Capítulo 7

2 0 0
                                    


Acordou como outro dia qualquer: o Sol afigurava a bela paisagem em sua janela, o vento da estação adentrava como um suspiro cansado e a vida lá embaixo continuava como sempre foi.

Parecia outra pessoa encarando a paisagem. Olhou para suas mãos e lembrou-se dos cortes de Rúbi, nunca desejou tanto fazer sua mãe pagar por cada um deles, mas todo grito seu, cada uma das respostas que poderia dar, seria um novo talho na pele de Rúbi. Havia aprendido isso do modo mais difícil possível.

— Dexa sá carina feia di dó, minina!

— Não é dó, Aba! É outra coisa! Algo que está... Como se algo estivesse em estado de ebulição em meu peito. — respondeu à velha que sempre esteve ao seu lado.

— Pêto di minina dói, né non? Minina intende, né? Intendi agora qui alguém sempri qui pága. U lado frácu minina, essi qui qebra!

— Não é o lado fraco, Aba! É o lado que por agora tem o menor poder financeiro. Seu povo, o povo de sua mãe, já que nasceu aqui, como eles eram em suas terras? Aposto que fortes.

— Ih minina, tempu longi, longi. Num cunhici ningém non. Só as história. As história di guerrêros, fortis, distimido, cheiu di fé.

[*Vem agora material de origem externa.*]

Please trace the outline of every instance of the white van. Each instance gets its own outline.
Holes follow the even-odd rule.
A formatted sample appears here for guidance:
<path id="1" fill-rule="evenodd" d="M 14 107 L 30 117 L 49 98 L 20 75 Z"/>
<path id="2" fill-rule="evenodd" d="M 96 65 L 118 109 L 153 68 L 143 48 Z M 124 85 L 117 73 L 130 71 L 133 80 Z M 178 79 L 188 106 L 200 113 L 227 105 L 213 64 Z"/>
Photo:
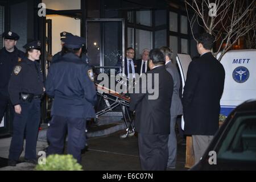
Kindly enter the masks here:
<path id="1" fill-rule="evenodd" d="M 184 88 L 191 58 L 189 55 L 177 54 L 176 60 Z M 256 49 L 229 51 L 221 63 L 225 77 L 220 114 L 227 116 L 237 105 L 256 98 Z"/>

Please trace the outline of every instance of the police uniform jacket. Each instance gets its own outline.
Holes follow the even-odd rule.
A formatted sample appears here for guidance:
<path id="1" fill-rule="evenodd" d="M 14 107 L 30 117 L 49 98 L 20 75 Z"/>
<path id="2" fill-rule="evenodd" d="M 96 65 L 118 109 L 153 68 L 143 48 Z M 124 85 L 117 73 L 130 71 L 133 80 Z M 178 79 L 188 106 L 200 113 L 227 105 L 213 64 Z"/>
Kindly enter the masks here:
<path id="1" fill-rule="evenodd" d="M 55 54 L 53 55 L 53 56 L 52 57 L 52 60 L 51 60 L 51 63 L 52 64 L 53 63 L 55 63 L 55 61 L 57 60 L 59 60 L 59 61 L 61 60 L 61 51 L 60 51 L 60 52 L 57 52 L 56 54 Z M 84 63 L 86 63 L 86 64 L 89 63 L 88 57 L 85 53 L 82 53 L 82 56 L 81 56 L 81 59 L 82 59 L 82 61 Z"/>
<path id="2" fill-rule="evenodd" d="M 19 104 L 20 93 L 39 96 L 43 93 L 43 77 L 40 65 L 27 57 L 14 67 L 9 85 L 9 92 L 13 105 Z"/>
<path id="3" fill-rule="evenodd" d="M 182 99 L 186 134 L 214 135 L 218 130 L 224 80 L 224 68 L 211 52 L 190 63 Z"/>
<path id="4" fill-rule="evenodd" d="M 88 65 L 72 53 L 51 65 L 46 86 L 47 93 L 54 98 L 52 115 L 95 117 L 97 97 L 92 75 Z"/>
<path id="5" fill-rule="evenodd" d="M 13 68 L 24 57 L 24 52 L 16 47 L 12 52 L 8 52 L 5 48 L 0 50 L 0 94 L 8 96 L 8 84 Z"/>
<path id="6" fill-rule="evenodd" d="M 140 91 L 140 93 L 130 94 L 130 110 L 135 111 L 135 128 L 141 134 L 168 135 L 170 134 L 170 121 L 171 114 L 170 109 L 171 104 L 174 81 L 172 77 L 166 69 L 164 65 L 150 70 L 146 75 L 152 74 L 152 85 L 155 88 L 154 75 L 159 75 L 158 98 L 150 100 L 149 93 Z M 141 81 L 139 81 L 142 88 Z M 146 85 L 146 84 L 145 84 Z M 155 90 L 155 92 L 156 91 Z"/>

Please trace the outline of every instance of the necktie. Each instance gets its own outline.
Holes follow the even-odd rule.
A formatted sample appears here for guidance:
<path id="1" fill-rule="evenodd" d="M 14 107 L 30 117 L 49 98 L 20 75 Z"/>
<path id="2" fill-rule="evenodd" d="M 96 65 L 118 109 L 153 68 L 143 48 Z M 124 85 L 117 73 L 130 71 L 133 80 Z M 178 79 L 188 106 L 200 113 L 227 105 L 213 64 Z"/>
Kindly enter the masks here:
<path id="1" fill-rule="evenodd" d="M 142 63 L 142 73 L 145 73 L 145 67 L 146 67 L 146 61 L 143 61 L 143 63 Z"/>
<path id="2" fill-rule="evenodd" d="M 131 60 L 129 60 L 129 72 L 128 73 L 133 73 L 133 69 L 131 68 Z"/>

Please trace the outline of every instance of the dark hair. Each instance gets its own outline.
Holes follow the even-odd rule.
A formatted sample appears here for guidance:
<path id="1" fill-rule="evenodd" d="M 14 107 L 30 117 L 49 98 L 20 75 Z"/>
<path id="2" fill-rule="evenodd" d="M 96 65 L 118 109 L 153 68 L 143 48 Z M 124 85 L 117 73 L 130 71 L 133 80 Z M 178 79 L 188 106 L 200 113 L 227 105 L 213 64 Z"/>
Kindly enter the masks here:
<path id="1" fill-rule="evenodd" d="M 69 48 L 67 48 L 65 46 L 65 45 L 62 47 L 61 52 L 60 52 L 60 55 L 61 56 L 63 56 L 64 55 L 65 55 L 68 53 L 73 53 L 73 54 L 76 54 L 77 52 L 79 52 L 79 50 L 80 48 L 76 48 L 76 49 L 72 49 Z"/>
<path id="2" fill-rule="evenodd" d="M 210 50 L 213 46 L 214 39 L 213 36 L 208 33 L 201 34 L 197 39 L 198 43 L 201 43 L 205 49 Z"/>
<path id="3" fill-rule="evenodd" d="M 152 60 L 154 64 L 164 64 L 166 63 L 164 56 L 159 49 L 152 49 L 149 54 L 149 59 Z"/>
<path id="4" fill-rule="evenodd" d="M 26 49 L 25 56 L 26 57 L 28 57 L 28 52 L 32 52 L 34 49 L 36 49 L 39 51 L 41 51 L 39 49 Z"/>
<path id="5" fill-rule="evenodd" d="M 164 57 L 167 56 L 169 57 L 169 59 L 171 60 L 172 59 L 172 55 L 174 53 L 172 53 L 172 51 L 171 50 L 170 48 L 166 46 L 163 46 L 160 48 L 160 51 L 164 54 Z M 165 57 L 164 57 L 165 58 Z"/>
<path id="6" fill-rule="evenodd" d="M 132 48 L 131 47 L 128 47 L 128 48 L 126 49 L 126 52 L 127 52 L 129 50 L 130 50 L 130 49 L 133 49 L 133 50 L 134 51 L 134 49 L 133 49 L 133 48 Z"/>

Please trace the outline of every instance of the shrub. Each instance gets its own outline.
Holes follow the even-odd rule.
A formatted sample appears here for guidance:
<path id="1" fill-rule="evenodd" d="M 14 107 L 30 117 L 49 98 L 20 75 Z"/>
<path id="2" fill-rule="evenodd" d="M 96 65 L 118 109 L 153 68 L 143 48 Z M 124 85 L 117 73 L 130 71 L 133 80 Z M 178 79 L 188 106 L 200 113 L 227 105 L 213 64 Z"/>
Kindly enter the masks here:
<path id="1" fill-rule="evenodd" d="M 50 155 L 46 158 L 45 164 L 37 164 L 36 171 L 82 171 L 72 155 Z"/>

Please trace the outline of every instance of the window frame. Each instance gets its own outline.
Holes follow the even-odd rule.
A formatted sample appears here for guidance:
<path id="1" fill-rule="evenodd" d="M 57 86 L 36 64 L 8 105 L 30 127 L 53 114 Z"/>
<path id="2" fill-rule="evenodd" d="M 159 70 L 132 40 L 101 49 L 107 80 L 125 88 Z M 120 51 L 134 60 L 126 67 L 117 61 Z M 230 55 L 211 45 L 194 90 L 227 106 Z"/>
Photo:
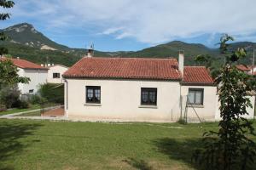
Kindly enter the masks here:
<path id="1" fill-rule="evenodd" d="M 189 92 L 201 92 L 201 102 L 200 104 L 198 103 L 191 103 L 190 100 L 189 100 L 189 105 L 204 105 L 204 88 L 189 88 L 189 94 L 188 94 L 188 99 L 189 99 Z M 196 93 L 194 93 L 194 101 L 196 100 Z"/>
<path id="2" fill-rule="evenodd" d="M 94 99 L 94 101 L 90 101 L 88 99 L 88 90 L 92 89 L 92 99 Z M 96 100 L 96 90 L 100 90 L 100 99 L 99 101 Z M 85 103 L 86 104 L 101 104 L 102 102 L 102 88 L 101 86 L 85 86 Z"/>
<path id="3" fill-rule="evenodd" d="M 55 75 L 57 75 L 57 76 L 55 76 Z M 52 73 L 52 78 L 61 78 L 61 73 L 59 73 L 59 72 L 53 72 Z"/>
<path id="4" fill-rule="evenodd" d="M 148 92 L 148 102 L 145 103 L 143 100 L 143 93 L 144 91 Z M 149 92 L 154 92 L 155 93 L 155 102 L 150 102 L 149 100 Z M 157 88 L 141 88 L 141 105 L 154 105 L 156 106 L 157 105 Z"/>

— E continuam sendo, Aba! Vejo isso em Rúbi! Vejo isso em tantos deles que abaixam o olhar quando eu passo, eu vejo Aba! E porque eu vejo que meu peito está nesse rebuliço sem tamanho!

Rose apertava forte sua mão bem acima do peito, como se pudesse segurar lá dentro este sentimento em ebulição dentro de si. Aba olhou sua patroinha, a menina mais bela da região. A menina que poderia ter tudo, ser servida, ser bajulada, poderia ter riquezas. Entretanto, desde pequena, cresceu junto aos mulatos quando sua mãe negligenciava sua própria criação. Aba se sentia meio mãe e meio avó de Rose, e foi com este sentimento que ela segurou a mão da menina e encarou-a com o olhar cheio de lágrimas a derramar:

— U camin qui minina iscolhe é di dô. Dô minina, vai sufrê. Cumo qui minina pódi ir cuntra tudin, cumu? E noviu di minina, achar u quê dissu?

Um suspiro longo saiu da boca feminina antes que o forte abraço em Aba fosse dado.

— Aba, não tem como voltar atrás. Eu os vejo, Vejo sua dor, vejo sim. Mas vejo a força, eu vejo a beleza, eu vejo, Aba! Não me peça para cegar-me a propósito!

E nesse momento Aba a afastou um tanto, só para encarar os olhos azuis cor de céu limpo. E ela entendeu que embora se preocupasse com Rose, não era ela a errada, era todo o resto.

— Ah minina, si foci ôcê a nus incontrá primêro! Se elis fossi tantim cumu minina é, si foci. Num queru cégá zóiu bunitu nan. É bunitu puqui inxerga u bem, inxerga dentu, é bunitu.

E uma lágrima escorreu na face calejada do tempo e da lida no Sol e na cozinha, uma lágrima que foi captura por um dedo alvo.

— Talvez você tenha esquecido, Aba. Esquecido o que é viver aqui dentro, mas eles ainda lembram. Não digo isso para lhe ofender, sabe que não faria isso. Mas com o tempo, acredito que tenha esquecido.

Aba congelou no lugar. Lembrou-se de sua mãe, tão preta quanto Rúbi. Seu olhar de fúria a cada mau trato, lembrou-se de como a mãe lutava sem lutar, lutava por dentro, para não morrer por dentro. E depois dos abusos, dos castigos, pegou uma doença grave que a debilitou, mas o olhar era o mesmo. E quando estava a beira da morte, disse que voltaria para casa como a guerreira que é. No momento a Aba menina não entendeu, mas agora sabia que a guerreira iria para casa como guerreira porque do lado de dentro jamais desistiu.

— Né qui isquici memu? Mas minina limbrô, né non? Aba vai voltá a lutá ondi impota, minina.

Aba beijou a testa de Rose, abençoando sua caminhada. Sabia que seria difícil, mas a partir daquele dia teria mais uma cúmplice naquela batalha.